The algorithm creates multiple weak models whose output is added together to get an overall prediction. This is ensemble modelling from earlier. The now boosted gradient shifts the current prediction nudging it to the true target, in a similar fashion to how gradient descent moves toward the true values. The gradient descent optimization occurs on the output of the varies models, and not their individual parameters.

In [250]:


from sklearn.datasets import load_wine
# define dataset
X,y = load_wine().data,load_wine().target
X_train, X_test, y_train, y_test = train_test_split(X, y, test_size=0.2, random_state=1)

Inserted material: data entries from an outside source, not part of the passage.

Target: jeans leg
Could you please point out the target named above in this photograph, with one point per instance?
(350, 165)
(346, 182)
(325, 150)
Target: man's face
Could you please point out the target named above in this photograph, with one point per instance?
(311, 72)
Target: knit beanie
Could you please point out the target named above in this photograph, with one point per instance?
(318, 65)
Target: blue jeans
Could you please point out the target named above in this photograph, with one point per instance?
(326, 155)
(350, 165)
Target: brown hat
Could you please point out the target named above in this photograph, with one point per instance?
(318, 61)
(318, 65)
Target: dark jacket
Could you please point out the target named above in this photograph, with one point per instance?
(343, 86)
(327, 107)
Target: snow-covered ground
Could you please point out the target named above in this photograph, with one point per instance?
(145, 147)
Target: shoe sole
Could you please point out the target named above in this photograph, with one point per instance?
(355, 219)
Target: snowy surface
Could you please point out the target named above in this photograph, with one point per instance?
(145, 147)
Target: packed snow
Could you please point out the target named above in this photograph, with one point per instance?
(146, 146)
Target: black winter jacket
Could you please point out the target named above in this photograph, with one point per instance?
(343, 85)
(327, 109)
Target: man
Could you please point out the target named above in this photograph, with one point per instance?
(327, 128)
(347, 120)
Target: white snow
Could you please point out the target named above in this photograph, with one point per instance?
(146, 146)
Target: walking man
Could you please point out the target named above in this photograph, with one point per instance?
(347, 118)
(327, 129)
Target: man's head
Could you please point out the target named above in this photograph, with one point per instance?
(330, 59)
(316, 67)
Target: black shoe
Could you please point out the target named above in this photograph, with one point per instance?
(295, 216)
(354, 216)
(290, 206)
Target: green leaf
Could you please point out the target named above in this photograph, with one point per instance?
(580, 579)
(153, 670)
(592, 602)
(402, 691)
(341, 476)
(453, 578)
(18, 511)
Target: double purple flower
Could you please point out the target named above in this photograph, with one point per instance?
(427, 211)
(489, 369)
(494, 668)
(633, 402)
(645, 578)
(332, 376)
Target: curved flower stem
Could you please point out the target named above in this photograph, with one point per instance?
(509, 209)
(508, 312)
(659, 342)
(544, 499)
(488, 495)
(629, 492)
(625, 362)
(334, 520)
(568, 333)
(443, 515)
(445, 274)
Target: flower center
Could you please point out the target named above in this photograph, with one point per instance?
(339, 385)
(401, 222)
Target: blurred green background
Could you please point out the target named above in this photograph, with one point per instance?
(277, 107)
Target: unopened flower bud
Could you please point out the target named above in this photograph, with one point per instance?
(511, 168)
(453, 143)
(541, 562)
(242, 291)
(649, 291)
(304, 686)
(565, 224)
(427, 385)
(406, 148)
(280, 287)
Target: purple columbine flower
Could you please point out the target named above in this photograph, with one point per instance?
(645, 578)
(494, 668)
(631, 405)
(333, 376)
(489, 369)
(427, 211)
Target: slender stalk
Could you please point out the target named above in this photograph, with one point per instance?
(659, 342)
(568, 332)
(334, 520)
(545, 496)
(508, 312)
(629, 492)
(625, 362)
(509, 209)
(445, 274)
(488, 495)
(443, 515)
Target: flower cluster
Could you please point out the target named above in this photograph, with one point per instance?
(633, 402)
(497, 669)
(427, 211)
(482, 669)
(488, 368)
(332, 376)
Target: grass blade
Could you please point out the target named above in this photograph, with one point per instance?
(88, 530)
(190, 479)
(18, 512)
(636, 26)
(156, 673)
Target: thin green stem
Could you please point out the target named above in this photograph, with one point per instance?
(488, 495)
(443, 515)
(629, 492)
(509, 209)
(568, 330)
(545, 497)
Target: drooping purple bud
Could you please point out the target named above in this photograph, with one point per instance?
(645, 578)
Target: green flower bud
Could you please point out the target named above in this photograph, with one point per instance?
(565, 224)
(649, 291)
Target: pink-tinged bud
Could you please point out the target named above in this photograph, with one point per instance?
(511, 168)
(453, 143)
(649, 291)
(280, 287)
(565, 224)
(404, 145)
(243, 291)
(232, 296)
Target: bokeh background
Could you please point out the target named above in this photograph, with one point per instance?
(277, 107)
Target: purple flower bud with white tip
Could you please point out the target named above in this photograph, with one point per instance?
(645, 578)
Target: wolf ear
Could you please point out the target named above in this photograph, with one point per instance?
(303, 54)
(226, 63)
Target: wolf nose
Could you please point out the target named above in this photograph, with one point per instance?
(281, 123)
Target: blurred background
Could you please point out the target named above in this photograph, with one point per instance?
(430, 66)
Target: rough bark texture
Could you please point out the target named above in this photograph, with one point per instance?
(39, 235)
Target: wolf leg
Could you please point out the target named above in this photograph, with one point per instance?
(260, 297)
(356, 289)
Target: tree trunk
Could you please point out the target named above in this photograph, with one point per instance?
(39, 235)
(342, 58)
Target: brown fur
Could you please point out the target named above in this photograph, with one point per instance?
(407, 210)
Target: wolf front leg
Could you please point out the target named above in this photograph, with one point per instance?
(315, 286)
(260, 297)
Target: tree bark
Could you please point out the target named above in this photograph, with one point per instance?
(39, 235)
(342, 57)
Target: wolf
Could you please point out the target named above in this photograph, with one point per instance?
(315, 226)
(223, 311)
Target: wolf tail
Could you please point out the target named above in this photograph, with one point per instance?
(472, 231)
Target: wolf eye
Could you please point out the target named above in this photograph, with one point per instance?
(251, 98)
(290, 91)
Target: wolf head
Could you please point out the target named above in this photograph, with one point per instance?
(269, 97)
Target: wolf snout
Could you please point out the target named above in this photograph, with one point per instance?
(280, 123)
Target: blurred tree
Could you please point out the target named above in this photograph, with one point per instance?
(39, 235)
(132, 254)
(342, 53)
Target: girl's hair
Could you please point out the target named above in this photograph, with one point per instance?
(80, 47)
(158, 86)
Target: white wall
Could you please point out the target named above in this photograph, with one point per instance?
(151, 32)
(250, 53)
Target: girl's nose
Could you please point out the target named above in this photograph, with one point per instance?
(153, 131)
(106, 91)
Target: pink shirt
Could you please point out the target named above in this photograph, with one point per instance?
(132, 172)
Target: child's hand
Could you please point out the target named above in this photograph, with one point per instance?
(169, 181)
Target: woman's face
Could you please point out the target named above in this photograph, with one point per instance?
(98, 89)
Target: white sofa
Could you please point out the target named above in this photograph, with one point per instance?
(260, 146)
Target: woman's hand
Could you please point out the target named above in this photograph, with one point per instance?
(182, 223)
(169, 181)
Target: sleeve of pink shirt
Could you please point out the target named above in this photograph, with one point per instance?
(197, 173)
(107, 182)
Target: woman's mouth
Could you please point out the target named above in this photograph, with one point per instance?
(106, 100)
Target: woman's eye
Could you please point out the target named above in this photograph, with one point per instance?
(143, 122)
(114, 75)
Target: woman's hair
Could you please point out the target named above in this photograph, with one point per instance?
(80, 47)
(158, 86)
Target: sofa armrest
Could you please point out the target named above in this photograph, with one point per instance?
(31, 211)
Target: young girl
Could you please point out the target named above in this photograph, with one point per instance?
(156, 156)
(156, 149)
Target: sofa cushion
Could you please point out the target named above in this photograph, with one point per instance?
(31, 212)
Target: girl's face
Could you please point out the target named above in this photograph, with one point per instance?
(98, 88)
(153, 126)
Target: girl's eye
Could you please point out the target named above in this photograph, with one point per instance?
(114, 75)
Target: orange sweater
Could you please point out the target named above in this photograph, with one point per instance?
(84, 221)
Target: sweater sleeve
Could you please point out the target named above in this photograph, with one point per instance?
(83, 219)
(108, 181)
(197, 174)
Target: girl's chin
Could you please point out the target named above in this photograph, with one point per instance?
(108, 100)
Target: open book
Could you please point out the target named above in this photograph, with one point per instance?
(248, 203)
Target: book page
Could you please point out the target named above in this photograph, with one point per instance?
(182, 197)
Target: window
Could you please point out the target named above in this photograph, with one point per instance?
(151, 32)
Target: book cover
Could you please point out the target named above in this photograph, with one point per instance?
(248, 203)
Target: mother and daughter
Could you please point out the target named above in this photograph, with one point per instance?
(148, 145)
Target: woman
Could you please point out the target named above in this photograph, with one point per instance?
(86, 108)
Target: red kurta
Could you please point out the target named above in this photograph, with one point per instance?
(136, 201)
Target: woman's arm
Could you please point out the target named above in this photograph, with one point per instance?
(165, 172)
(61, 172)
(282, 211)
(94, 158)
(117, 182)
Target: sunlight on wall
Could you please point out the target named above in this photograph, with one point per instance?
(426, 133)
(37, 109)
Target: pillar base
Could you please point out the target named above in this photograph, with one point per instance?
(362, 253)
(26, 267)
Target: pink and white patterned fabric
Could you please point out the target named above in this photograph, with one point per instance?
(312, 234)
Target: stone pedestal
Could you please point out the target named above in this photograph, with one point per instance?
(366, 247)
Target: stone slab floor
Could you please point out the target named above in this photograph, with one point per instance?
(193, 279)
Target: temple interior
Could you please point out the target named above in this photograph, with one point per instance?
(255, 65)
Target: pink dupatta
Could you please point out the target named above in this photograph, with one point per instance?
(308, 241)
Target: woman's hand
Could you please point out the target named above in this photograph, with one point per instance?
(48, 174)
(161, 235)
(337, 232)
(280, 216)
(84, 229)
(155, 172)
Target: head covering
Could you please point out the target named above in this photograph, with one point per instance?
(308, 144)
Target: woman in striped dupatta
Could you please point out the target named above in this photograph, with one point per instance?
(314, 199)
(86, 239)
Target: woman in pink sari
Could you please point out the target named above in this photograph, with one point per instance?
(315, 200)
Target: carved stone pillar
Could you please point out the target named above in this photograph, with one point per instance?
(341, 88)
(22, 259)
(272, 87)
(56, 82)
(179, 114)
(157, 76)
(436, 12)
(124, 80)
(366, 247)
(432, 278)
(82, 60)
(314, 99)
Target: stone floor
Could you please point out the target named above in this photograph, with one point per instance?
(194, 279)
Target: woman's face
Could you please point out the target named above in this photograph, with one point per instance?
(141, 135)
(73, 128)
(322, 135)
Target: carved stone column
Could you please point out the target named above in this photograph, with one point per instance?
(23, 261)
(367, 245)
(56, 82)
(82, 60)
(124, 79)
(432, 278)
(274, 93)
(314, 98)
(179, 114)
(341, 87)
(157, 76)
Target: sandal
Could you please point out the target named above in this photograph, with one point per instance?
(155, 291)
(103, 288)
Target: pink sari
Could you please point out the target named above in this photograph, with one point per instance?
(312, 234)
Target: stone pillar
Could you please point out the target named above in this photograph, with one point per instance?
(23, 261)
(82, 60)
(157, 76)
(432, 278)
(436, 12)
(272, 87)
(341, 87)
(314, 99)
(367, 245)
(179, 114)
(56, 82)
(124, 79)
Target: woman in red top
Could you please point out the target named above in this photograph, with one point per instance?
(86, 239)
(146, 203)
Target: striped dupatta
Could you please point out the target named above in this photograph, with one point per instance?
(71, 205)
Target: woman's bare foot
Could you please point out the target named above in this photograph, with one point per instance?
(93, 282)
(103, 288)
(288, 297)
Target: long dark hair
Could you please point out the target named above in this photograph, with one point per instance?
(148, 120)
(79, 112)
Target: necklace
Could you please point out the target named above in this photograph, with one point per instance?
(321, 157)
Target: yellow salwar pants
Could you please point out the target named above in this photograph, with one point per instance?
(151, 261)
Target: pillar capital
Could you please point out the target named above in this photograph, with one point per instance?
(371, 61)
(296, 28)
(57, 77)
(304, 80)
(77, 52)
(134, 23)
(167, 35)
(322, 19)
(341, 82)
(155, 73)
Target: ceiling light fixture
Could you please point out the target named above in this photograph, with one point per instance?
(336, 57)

`Adaptive boosting` or `AdaBoost` is one of the simplest boosting algorithms. Usually, decision trees are used for modelling. Multiple sequential models are created, each correcting the errors from the last model. AdaBoost assigns weights to the observations which are incorrectly predicted and the subsequent model works to predict these values correctly.

Below are the steps for performing the AdaBoost algorithm:

    Initially, all observations in the dataset are given equal weights.
    A model is built on a subset of data.
    Using this model, predictions are made on the whole dataset.
    Errors are calculated by comparing the predictions and actual values.
    While creating the next model, higher weights are given to the data points which were predicted incorrectly.
    Weights can be determined using the error value. For instance, higher the error more is the weight assigned to the observation.
    This process is repeated until the error function does not change, or the maximum limit of the number of estimators is reached.



In [251]:
from sklearn.ensemble import AdaBoostClassifier

ada_boost = AdaBoostClassifier(random_state=1)
ada_boost.fit(X_train, y_train)
ada_boost.score(X_test,y_test)



0.8333333333333334

Parameters

base_estimators:

    It helps to specify the type of base estimator, that is, the machine learning algorithm to be used as base learner.

n_estimators:

    It defines the number of base estimators.
    The default value is 10, but you should keep a higher value to get better performance.

learning_rate:

    This parameter controls the contribution of the estimators in the final combination.
    There is a trade-off between learning_rate and n_estimators.

max_depth:

    Defines the maximum depth of the individual estimator.
    Tune this parameter for best performance.

n_jobs

    Specifies the number of processors it is allowed to use.
    Set value to -1 for maximum processors allowed.

random_state :

    An integer value to specify the random data split.
    A definite value of random_state will always produce same results if given with same parameters and training data.